Why does this happen? Well, unfortunately, most marketers misunderstand the unique principles of behavior change. These commercial marketers are drawn to their core audiences like a gravitational pull. This is what they do everyday. And they will use their logical arguments, refined through years of selling widgets, to convince you their approach is right.
Unfortunately, they’re wrong.
To change behavior we must change one of the factors that are leading people to engage in the unwanted behavior. More often than not, it’s a daunting task. But, it is doable as long as you target your research, resources and messages to the right audience.
In addition, you must be able to correct commercial marketers when they try to “preach to the choir.” Mind you, working with a commercial marketing agency is not the only go way to go. There are hundreds of behavior change marketing companies that think about changing behavior everyday (Disclaimer: I am the President of one of these companies).
But, if you do work with an ad agency, make sure that you exert your position as the behavior change expert.
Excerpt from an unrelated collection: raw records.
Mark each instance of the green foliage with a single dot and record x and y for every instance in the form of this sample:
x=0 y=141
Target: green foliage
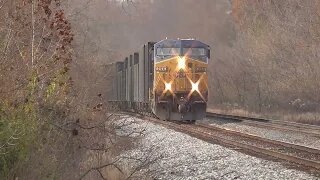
x=18 y=127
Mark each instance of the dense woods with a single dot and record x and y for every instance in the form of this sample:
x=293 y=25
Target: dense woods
x=54 y=56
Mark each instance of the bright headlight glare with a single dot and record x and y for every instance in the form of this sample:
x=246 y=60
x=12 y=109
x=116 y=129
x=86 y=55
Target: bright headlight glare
x=167 y=86
x=181 y=63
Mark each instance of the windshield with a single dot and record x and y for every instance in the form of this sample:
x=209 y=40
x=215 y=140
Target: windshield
x=168 y=51
x=194 y=51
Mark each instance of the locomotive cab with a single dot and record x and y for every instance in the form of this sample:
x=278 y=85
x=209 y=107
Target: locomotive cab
x=180 y=88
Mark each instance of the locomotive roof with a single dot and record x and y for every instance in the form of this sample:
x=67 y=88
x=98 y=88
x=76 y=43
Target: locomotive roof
x=181 y=43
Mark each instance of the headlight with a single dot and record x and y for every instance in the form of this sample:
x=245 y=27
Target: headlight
x=162 y=69
x=201 y=69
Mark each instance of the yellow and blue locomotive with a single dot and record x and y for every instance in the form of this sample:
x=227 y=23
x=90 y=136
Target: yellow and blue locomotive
x=168 y=78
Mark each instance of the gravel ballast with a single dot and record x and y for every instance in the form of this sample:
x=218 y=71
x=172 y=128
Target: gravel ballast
x=167 y=154
x=279 y=135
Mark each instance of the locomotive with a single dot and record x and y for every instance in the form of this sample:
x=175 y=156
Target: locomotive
x=168 y=78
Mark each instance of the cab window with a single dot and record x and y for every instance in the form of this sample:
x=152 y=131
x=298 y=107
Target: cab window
x=194 y=51
x=168 y=51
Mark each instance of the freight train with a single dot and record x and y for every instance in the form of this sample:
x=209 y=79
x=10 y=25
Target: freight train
x=168 y=78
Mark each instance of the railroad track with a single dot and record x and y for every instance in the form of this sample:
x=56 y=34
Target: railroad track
x=311 y=130
x=306 y=157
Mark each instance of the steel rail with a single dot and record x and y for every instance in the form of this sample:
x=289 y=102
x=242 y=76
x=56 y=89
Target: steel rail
x=274 y=124
x=281 y=152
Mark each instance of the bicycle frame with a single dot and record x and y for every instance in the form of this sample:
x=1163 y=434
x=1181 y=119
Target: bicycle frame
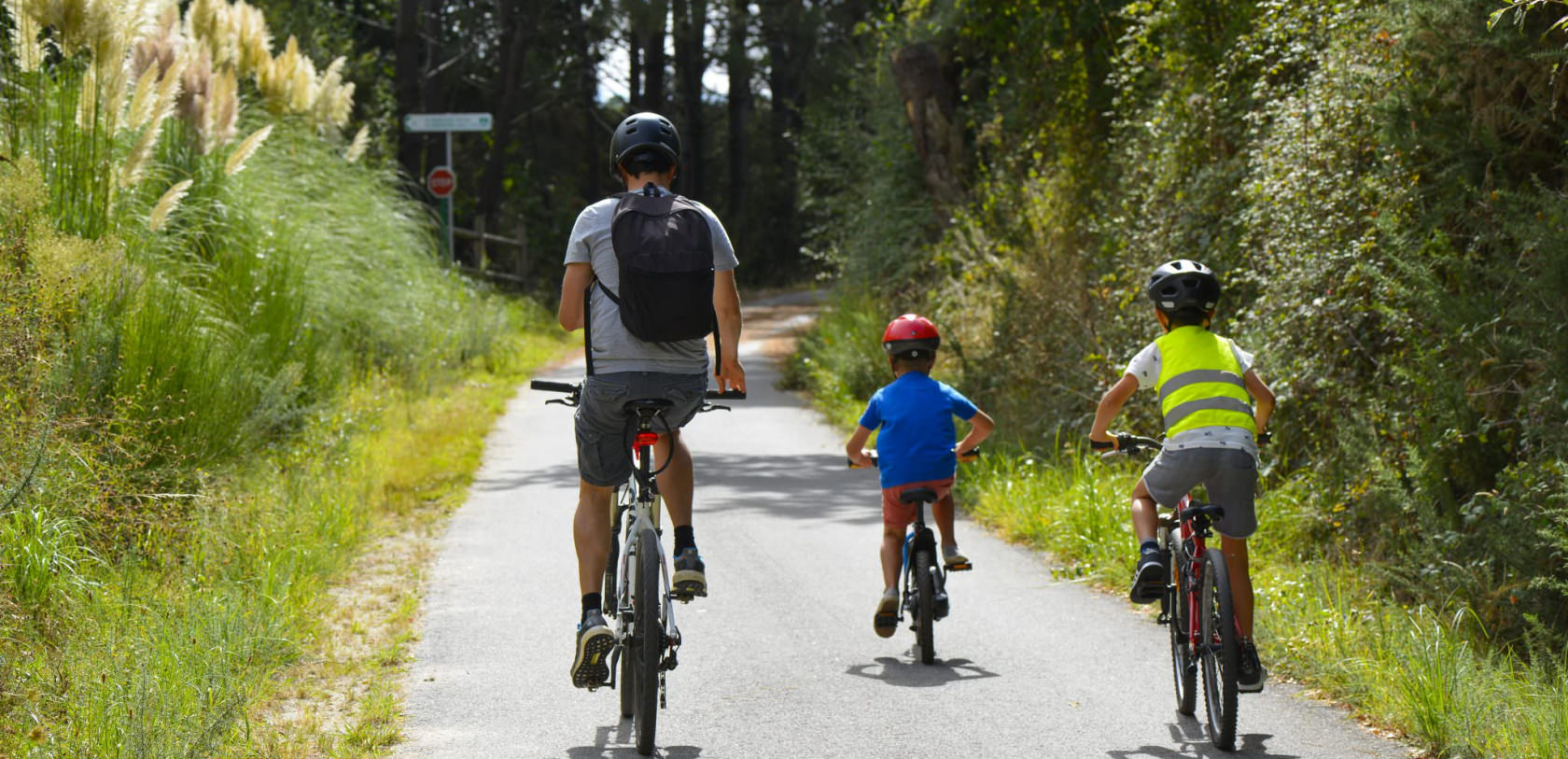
x=645 y=516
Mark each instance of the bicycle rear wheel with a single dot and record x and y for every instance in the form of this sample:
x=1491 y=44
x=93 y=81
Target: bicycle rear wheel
x=1220 y=653
x=648 y=641
x=926 y=604
x=1184 y=668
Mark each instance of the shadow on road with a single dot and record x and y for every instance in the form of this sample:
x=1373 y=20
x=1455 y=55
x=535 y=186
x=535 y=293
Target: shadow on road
x=913 y=675
x=1194 y=740
x=615 y=742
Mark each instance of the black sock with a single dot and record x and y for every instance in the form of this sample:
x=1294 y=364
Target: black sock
x=684 y=540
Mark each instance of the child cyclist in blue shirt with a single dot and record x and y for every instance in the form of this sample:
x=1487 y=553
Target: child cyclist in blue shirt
x=1205 y=383
x=915 y=447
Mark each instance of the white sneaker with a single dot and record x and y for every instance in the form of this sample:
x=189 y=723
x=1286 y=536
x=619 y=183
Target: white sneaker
x=952 y=555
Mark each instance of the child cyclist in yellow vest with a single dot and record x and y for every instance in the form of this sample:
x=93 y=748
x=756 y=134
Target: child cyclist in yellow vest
x=916 y=445
x=1206 y=387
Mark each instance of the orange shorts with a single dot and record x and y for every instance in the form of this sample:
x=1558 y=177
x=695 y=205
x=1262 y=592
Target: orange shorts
x=897 y=513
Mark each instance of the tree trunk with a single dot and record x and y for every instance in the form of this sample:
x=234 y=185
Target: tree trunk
x=739 y=104
x=789 y=34
x=652 y=35
x=931 y=97
x=514 y=46
x=588 y=104
x=691 y=64
x=406 y=74
x=634 y=55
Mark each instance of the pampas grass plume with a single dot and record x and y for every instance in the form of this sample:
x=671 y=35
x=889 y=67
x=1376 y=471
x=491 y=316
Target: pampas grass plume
x=166 y=204
x=245 y=149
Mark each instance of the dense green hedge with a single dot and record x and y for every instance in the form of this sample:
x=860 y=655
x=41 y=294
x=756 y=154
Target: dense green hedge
x=1380 y=184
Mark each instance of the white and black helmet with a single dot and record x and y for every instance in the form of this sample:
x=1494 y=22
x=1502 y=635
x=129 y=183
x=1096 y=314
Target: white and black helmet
x=643 y=132
x=1184 y=284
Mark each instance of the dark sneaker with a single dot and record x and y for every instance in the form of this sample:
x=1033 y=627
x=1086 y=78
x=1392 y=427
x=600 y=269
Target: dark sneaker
x=1148 y=583
x=595 y=640
x=1252 y=675
x=887 y=620
x=689 y=579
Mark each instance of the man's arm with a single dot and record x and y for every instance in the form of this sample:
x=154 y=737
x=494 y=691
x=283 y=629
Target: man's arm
x=726 y=304
x=1263 y=396
x=573 y=288
x=1111 y=405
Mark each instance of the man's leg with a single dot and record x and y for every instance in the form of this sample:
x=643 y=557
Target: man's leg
x=1236 y=565
x=675 y=482
x=592 y=535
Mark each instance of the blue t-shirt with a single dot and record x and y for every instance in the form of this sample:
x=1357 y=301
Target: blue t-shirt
x=916 y=415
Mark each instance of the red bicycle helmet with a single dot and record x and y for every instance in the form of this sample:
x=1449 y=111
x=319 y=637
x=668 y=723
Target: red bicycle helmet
x=910 y=331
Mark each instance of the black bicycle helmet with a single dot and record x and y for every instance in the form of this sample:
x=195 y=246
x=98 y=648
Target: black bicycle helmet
x=1184 y=284
x=643 y=132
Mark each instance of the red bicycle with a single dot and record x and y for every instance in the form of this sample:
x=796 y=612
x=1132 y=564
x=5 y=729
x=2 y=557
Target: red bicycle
x=1197 y=607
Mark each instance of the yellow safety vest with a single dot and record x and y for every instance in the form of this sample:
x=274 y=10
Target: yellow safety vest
x=1201 y=383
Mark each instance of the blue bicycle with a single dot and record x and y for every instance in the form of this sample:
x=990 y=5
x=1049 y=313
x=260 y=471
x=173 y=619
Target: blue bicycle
x=922 y=577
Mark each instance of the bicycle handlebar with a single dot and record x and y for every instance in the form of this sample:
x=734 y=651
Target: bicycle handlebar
x=970 y=455
x=576 y=387
x=553 y=387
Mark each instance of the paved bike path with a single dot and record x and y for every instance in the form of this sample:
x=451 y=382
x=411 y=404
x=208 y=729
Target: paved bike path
x=779 y=661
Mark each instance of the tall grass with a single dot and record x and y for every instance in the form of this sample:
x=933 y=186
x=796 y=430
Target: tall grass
x=1429 y=673
x=207 y=345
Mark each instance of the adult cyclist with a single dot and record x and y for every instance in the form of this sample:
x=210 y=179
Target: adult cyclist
x=645 y=156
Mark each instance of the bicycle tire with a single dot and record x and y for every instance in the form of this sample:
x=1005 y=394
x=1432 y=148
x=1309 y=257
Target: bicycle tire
x=1219 y=653
x=648 y=640
x=926 y=604
x=1184 y=668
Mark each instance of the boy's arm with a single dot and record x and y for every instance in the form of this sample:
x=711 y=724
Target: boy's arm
x=1263 y=396
x=1109 y=406
x=980 y=427
x=857 y=445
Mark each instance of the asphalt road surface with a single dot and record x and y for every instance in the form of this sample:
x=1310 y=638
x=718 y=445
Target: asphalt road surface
x=779 y=661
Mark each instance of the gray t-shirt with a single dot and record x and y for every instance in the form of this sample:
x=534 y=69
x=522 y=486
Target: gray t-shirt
x=613 y=348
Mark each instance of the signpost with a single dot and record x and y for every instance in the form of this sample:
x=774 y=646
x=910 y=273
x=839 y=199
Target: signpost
x=442 y=181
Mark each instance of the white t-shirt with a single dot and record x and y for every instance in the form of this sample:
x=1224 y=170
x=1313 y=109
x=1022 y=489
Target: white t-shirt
x=1145 y=367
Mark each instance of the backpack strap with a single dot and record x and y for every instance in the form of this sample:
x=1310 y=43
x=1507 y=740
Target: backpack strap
x=588 y=325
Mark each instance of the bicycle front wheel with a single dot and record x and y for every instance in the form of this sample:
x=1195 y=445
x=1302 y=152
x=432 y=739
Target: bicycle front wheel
x=1219 y=654
x=926 y=604
x=648 y=640
x=1184 y=667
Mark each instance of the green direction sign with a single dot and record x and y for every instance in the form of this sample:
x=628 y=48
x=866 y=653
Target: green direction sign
x=447 y=122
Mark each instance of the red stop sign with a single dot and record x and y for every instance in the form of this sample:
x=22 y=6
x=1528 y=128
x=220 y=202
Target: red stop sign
x=441 y=182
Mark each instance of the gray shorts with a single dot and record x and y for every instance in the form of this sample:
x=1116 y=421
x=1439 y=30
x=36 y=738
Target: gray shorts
x=606 y=430
x=1228 y=474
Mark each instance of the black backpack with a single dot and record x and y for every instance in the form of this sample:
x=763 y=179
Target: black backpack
x=664 y=253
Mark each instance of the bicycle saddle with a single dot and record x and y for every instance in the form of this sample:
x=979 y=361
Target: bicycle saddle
x=632 y=406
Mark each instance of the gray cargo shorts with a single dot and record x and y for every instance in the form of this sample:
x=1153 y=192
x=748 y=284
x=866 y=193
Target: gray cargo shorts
x=1228 y=474
x=606 y=430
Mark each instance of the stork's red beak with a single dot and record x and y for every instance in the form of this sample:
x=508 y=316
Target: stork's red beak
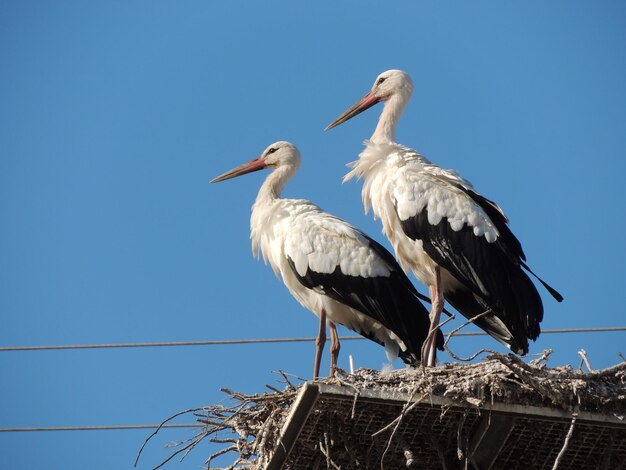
x=253 y=165
x=364 y=103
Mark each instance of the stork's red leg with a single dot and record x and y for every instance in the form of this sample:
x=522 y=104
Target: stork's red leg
x=334 y=348
x=429 y=349
x=319 y=344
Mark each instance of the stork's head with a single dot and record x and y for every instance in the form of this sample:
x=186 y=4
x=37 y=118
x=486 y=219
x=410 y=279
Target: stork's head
x=278 y=155
x=388 y=85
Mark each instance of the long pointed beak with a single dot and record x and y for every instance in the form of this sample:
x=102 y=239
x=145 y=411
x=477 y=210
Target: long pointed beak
x=364 y=103
x=253 y=165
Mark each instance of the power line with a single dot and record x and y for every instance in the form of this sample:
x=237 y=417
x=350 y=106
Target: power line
x=101 y=428
x=229 y=342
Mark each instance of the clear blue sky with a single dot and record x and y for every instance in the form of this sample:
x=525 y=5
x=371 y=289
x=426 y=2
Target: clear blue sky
x=115 y=115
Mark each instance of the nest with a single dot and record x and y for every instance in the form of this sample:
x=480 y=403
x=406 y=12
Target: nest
x=356 y=428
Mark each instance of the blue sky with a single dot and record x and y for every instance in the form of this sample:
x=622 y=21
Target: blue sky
x=115 y=115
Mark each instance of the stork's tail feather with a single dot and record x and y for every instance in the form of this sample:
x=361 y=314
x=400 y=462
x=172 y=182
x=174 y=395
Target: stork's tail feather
x=465 y=302
x=553 y=292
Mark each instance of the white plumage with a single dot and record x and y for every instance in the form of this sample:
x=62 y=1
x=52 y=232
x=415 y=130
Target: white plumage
x=332 y=268
x=455 y=241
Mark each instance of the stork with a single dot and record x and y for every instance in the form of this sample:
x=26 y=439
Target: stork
x=332 y=268
x=455 y=241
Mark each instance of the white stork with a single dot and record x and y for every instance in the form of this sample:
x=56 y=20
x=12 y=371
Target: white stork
x=455 y=241
x=332 y=268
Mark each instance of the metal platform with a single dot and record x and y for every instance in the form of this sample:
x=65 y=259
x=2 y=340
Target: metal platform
x=328 y=428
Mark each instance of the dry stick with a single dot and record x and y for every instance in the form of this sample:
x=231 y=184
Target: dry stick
x=218 y=453
x=326 y=453
x=357 y=394
x=456 y=330
x=434 y=330
x=190 y=410
x=565 y=444
x=544 y=357
x=407 y=452
x=582 y=353
x=286 y=378
x=408 y=406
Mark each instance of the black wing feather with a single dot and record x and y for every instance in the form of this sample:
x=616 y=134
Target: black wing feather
x=392 y=301
x=490 y=271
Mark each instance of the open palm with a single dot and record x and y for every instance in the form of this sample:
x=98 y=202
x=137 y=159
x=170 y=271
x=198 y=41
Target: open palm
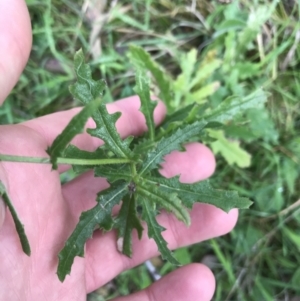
x=50 y=211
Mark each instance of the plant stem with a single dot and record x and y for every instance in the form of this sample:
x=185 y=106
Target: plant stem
x=71 y=161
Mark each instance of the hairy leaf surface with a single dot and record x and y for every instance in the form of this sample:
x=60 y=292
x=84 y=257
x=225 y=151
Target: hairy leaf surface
x=126 y=221
x=142 y=59
x=114 y=172
x=74 y=127
x=201 y=192
x=99 y=215
x=19 y=226
x=85 y=89
x=106 y=130
x=169 y=201
x=147 y=105
x=173 y=141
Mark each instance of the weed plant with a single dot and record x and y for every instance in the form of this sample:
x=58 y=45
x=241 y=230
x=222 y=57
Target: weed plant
x=220 y=50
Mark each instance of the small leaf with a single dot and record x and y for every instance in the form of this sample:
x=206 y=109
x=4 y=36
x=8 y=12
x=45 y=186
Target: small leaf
x=147 y=105
x=99 y=215
x=19 y=226
x=140 y=58
x=106 y=130
x=85 y=89
x=230 y=150
x=125 y=222
x=234 y=106
x=74 y=127
x=169 y=201
x=201 y=192
x=154 y=231
x=171 y=142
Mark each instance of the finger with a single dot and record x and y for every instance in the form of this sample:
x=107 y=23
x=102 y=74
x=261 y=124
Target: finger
x=2 y=212
x=15 y=43
x=207 y=221
x=195 y=164
x=131 y=122
x=104 y=262
x=189 y=283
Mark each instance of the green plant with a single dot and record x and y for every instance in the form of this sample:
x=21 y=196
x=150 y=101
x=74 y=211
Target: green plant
x=131 y=165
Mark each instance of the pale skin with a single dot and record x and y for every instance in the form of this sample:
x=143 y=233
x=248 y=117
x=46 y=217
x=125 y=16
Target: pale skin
x=50 y=211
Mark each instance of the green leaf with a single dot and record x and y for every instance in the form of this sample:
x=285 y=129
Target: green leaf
x=74 y=127
x=154 y=231
x=230 y=150
x=169 y=201
x=106 y=130
x=171 y=142
x=234 y=106
x=125 y=222
x=73 y=152
x=201 y=192
x=99 y=215
x=114 y=172
x=19 y=226
x=140 y=58
x=147 y=105
x=85 y=89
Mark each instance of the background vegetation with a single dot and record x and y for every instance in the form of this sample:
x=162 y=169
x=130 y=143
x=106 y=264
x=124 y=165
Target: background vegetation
x=211 y=50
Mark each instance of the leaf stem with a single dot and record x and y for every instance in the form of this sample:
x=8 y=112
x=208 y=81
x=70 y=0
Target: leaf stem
x=72 y=161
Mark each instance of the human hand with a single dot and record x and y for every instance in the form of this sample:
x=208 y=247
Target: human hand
x=50 y=211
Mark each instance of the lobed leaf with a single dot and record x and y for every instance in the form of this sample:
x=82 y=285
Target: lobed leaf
x=73 y=152
x=154 y=231
x=170 y=201
x=85 y=89
x=114 y=172
x=99 y=215
x=172 y=141
x=19 y=226
x=141 y=59
x=106 y=130
x=201 y=192
x=125 y=222
x=74 y=127
x=147 y=105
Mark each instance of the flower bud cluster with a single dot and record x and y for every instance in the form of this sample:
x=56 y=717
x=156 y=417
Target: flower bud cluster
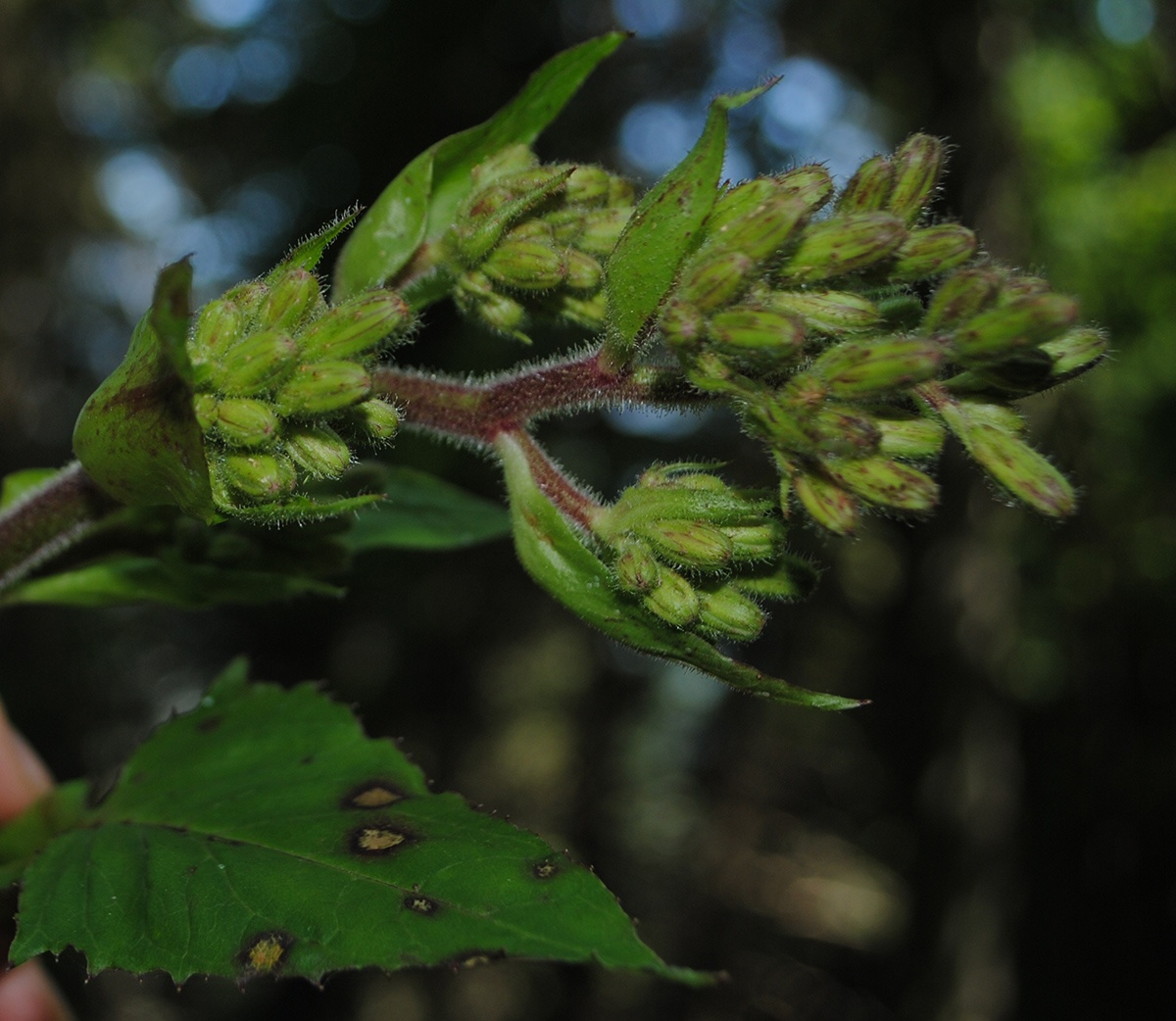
x=532 y=240
x=699 y=555
x=799 y=309
x=282 y=383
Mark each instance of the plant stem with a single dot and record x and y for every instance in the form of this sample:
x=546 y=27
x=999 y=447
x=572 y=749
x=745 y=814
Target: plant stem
x=486 y=409
x=48 y=520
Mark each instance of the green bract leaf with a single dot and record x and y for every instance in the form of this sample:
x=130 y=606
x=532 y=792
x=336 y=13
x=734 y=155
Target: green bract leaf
x=420 y=203
x=424 y=513
x=264 y=833
x=559 y=559
x=663 y=229
x=138 y=436
x=123 y=579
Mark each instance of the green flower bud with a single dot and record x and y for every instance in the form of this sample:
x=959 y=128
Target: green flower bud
x=356 y=327
x=688 y=544
x=750 y=328
x=811 y=182
x=841 y=245
x=205 y=407
x=291 y=300
x=716 y=280
x=961 y=297
x=917 y=165
x=264 y=477
x=1023 y=322
x=254 y=365
x=857 y=368
x=763 y=230
x=828 y=311
x=869 y=188
x=323 y=387
x=636 y=568
x=526 y=265
x=826 y=503
x=246 y=422
x=886 y=482
x=1075 y=352
x=915 y=438
x=728 y=613
x=601 y=229
x=583 y=271
x=375 y=418
x=933 y=250
x=674 y=600
x=318 y=451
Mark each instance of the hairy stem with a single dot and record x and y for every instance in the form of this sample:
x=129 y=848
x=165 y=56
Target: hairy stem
x=48 y=520
x=483 y=410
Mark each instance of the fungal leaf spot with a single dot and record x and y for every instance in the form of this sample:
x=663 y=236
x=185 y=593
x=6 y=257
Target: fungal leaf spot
x=376 y=839
x=265 y=951
x=373 y=794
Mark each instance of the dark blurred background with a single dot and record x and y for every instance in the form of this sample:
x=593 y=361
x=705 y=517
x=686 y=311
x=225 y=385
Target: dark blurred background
x=993 y=838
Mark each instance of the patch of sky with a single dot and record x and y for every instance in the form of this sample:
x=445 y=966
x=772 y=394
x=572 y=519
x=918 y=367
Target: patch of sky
x=1126 y=22
x=227 y=13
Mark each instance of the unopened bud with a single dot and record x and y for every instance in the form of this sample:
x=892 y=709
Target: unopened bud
x=827 y=504
x=841 y=245
x=887 y=483
x=322 y=387
x=869 y=188
x=254 y=365
x=601 y=230
x=1024 y=322
x=636 y=568
x=857 y=368
x=728 y=613
x=932 y=250
x=318 y=451
x=264 y=477
x=828 y=311
x=582 y=270
x=674 y=599
x=716 y=280
x=688 y=544
x=526 y=265
x=917 y=165
x=289 y=300
x=811 y=182
x=750 y=328
x=246 y=422
x=961 y=297
x=356 y=327
x=375 y=418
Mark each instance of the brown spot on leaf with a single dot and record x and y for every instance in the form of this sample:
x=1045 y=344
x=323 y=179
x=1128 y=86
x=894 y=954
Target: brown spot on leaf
x=379 y=838
x=421 y=904
x=373 y=794
x=265 y=952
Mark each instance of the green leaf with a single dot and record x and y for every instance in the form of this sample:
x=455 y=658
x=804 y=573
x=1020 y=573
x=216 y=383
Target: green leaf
x=557 y=557
x=264 y=833
x=138 y=435
x=21 y=483
x=420 y=203
x=424 y=513
x=663 y=229
x=123 y=579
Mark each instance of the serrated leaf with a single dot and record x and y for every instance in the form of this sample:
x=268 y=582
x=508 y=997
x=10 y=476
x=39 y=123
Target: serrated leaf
x=138 y=435
x=420 y=203
x=422 y=511
x=663 y=228
x=124 y=579
x=264 y=833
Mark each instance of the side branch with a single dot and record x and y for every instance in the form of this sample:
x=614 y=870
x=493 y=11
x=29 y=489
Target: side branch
x=483 y=410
Do not let them fool you with the core audience fallacy. Focus on the values and lifestyles of those who need to change.
So, next time you experience influence envy, ask yourself, is this ad changing behavior? Or is it just making its core audience feel loved?
Jeffrey W. Jordan is President and Executive Creative Director of Rescue Social Change Group, a behavior change marketing company with over 120 staff across North America. Jeffrey founded Rescue in 2001 at the age of 17 and has been dedicated to positive behavior change ever since.